Natasha lifted an eyebrow at him and he shrugged.
“I am. It’s still a pain, but I am glad it’s going well. The politics are something I’d just as soon avoid, but I realize that it’s necessary.”
“It is necessary, Bernie, and I’m not sure how much we’re going to be able to avoid them.” She then told him a bit more about the structure of the Russian government. How the bureaus were traditionally nonpolitical—at least how they had remained nonpolitical in the Time of Troubles, working for whichever claimant was holding the throne at the time. How Mikhail Fedorovich Romanov had been a dark horse candidate who didn’t want the throne.
Bernie snorted. Then at Natasha’s look, he elaborated. “Isn’t that the standard line? After working for years to get the throne, the new king or dictator or whatever says ‘I didn’t want it, it was just my duty.’”
“Perhaps that is how it happens in most cases, but my family has known the czar since before he was the czar. And my father was with the delegation that went to him. Mikhail was a teenager, old enough to know that being declared czar was a short step away from being declared dead. His mother and father each had more than their share of ambition, but they passed none on to Mikhail. He was precisely what the Boyar Duma and the Assembly of the Land wanted, a figurehead to move the battle for control of Russia back out of sight. Even so, the Boyar Duma and Assembly tied his hands with a set of restrictions.”
Bernie held up his hands in surrender. “I wasn’t there,” he said, “and I don’t doubt you. It’s just that the king that doesn’t want the throne is a stock item in fairytales, but pretty darn rare in a world of elected officials, where if you don’t want the office you don’t have to run.”
“In any case, the czar is generally quite impressed with your accomplishments and so are the patriarch and Prince Cherkasski.”
Bernie knew that Cherkasski was the czar’s cousin and was the boss of three of the bureaus that ran Russia.
“With their support,” Natasha continued, “Sheremetev won’t be able to do anything.”

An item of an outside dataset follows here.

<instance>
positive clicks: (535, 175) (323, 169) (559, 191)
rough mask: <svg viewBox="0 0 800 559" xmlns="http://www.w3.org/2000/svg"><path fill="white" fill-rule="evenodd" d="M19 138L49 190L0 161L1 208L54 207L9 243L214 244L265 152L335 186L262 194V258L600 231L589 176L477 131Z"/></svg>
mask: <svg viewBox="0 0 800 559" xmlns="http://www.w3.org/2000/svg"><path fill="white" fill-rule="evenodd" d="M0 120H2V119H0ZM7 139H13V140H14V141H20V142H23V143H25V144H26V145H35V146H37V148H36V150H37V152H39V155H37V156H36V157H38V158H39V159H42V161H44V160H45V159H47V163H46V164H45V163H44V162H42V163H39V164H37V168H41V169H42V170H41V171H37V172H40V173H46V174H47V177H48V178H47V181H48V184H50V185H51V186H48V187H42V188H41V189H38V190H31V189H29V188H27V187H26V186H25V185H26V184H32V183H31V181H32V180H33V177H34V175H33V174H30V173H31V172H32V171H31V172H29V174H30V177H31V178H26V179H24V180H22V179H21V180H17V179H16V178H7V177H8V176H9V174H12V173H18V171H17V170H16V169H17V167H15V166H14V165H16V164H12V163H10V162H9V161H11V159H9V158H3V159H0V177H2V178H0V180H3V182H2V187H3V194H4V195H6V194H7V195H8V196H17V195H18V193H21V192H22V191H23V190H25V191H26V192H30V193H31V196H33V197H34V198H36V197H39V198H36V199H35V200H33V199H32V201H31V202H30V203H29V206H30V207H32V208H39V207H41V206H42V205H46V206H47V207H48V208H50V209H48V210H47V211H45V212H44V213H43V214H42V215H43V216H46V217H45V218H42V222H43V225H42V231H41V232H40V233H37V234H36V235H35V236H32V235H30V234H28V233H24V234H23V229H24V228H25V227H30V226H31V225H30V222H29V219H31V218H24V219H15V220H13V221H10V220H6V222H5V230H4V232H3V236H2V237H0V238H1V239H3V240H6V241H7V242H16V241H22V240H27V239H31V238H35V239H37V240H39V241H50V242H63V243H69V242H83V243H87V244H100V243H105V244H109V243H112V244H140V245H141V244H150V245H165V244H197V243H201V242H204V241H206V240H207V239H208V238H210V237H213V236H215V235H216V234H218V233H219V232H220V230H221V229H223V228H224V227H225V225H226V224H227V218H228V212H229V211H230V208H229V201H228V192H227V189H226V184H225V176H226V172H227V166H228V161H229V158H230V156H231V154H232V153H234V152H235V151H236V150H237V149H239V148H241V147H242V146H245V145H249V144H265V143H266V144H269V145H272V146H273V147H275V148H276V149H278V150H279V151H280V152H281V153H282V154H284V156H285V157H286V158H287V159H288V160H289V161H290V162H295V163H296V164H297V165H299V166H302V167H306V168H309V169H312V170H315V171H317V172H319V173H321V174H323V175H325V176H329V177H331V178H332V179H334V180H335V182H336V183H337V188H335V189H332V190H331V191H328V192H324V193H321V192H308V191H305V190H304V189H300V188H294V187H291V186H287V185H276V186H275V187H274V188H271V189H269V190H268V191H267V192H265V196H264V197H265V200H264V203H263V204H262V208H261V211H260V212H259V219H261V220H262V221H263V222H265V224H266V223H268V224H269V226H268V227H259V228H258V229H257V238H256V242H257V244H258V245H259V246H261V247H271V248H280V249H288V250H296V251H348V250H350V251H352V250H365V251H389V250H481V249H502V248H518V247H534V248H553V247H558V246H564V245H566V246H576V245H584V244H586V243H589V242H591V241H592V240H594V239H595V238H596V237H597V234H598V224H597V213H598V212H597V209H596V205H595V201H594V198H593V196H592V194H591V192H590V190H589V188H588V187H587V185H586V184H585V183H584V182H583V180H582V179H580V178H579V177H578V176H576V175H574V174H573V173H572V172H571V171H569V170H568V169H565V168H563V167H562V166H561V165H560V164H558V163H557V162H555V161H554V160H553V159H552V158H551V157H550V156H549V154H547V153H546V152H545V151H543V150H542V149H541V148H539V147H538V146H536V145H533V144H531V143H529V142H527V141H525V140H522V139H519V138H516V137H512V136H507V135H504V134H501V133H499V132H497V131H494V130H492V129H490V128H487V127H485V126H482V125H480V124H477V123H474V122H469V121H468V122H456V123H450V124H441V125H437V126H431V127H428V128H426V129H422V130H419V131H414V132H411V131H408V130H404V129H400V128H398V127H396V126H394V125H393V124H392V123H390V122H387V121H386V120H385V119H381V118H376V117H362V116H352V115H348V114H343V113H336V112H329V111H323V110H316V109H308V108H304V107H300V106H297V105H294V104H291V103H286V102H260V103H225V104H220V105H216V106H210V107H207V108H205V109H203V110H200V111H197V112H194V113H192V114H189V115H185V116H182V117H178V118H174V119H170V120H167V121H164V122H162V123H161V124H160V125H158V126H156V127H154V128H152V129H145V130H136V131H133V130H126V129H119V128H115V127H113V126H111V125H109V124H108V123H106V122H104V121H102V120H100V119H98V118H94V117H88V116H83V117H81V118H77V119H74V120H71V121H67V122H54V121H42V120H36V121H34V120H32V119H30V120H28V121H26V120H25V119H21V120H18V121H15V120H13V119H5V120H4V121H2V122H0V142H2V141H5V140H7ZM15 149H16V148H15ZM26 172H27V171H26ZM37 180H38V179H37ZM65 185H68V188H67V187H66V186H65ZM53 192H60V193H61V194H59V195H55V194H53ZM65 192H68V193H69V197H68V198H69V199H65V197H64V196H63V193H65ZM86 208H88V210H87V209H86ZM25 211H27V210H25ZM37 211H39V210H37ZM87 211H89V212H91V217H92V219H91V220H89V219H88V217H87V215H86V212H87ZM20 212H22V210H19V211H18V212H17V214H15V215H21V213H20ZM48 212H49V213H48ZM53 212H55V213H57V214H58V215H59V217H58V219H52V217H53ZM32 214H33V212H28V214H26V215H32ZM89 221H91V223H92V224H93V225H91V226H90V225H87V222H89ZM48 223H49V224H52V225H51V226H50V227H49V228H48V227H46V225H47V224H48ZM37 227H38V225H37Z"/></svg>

“What bugs this Sheremetev about the Dacha?” Bernie asked.
“Primarily that he doesn’t own it,” Natasha said. “The Sheremetev family are famous for their corruption, but also very good at politics. They know all about bribery and blackmail, having accepted more bribes than any other great family in Russia. But we’ll be all right here, as long as Patriarch Filaret can keep a leash on Sheremetev. The brain cases will be fine.”
* * *
Mikhail and his father were already consulting with the “brain cases.” Mikhail wanted a way out of the trap the up-time history had put him in. Since the history of that other future had leaked, people with power were not happy. He and his father, as czar and patriarch, had been carefully dancing in the mine field of Russian politics, focusing on the danger of a return to the Time of Troubles to keep the various factions in check. Even so, power was shifting between the factions. The one led by Fedor Ivanovich Sheremetev, for instance. Their cousin or not, Sheremetev felt that the information from the up-timers and the actions of Peter the Great really destroyed the Romanov credentials as arch-conservatives.
“Interesting, perhaps.” Sheremetev set his glass on the table. They had been discussing the history of the United States of America and its Constitution. “Interesting, but not that impressive. It was their day in the sun, that’s all. The Mongols had theirs and this United States had theirs. They were only two hundred years old. Barely a youth, as nations go.”
Mikhail looked across the table at him. There were only three men at dinner tonight. Filaret, Mikhail and Fedor Ivanovich Sheremetev. Mikhail wanted Sheremetev’s support. “I am more concerned with something else,” he said “The general agreement—and I read this over and over again—was that Russia continued to lag behind much of the rest of the world. We can change that, and I believe we should. Right now, we should start. Because right now, everyone is four hundred years behind Grantville. We have Bernie here and Vladimir in Grantville. We can modernize.”
Sheremetev nodded, but Mikhail didn’t think he was listening. Not properly at any rate. “The army, most assuredly. Right away. That I agree with. But this other? This constitution? Why? A firm hand on the reins. That is all that is needed, Mikhail. A firm hand on the reins of Rus.”
Mikhail shook his head. No, Sheremetev wasn’t listening.
* * *
Fedor Ivanovich Sheremetev left the dinner and considered the evening most of the way home. He understood what Mikhail and Filaret were contemplating. Let every peasant vote. Introduce a constitutional monarchy, then gradually give away the power, not only of the monarchy, but of the great families as well.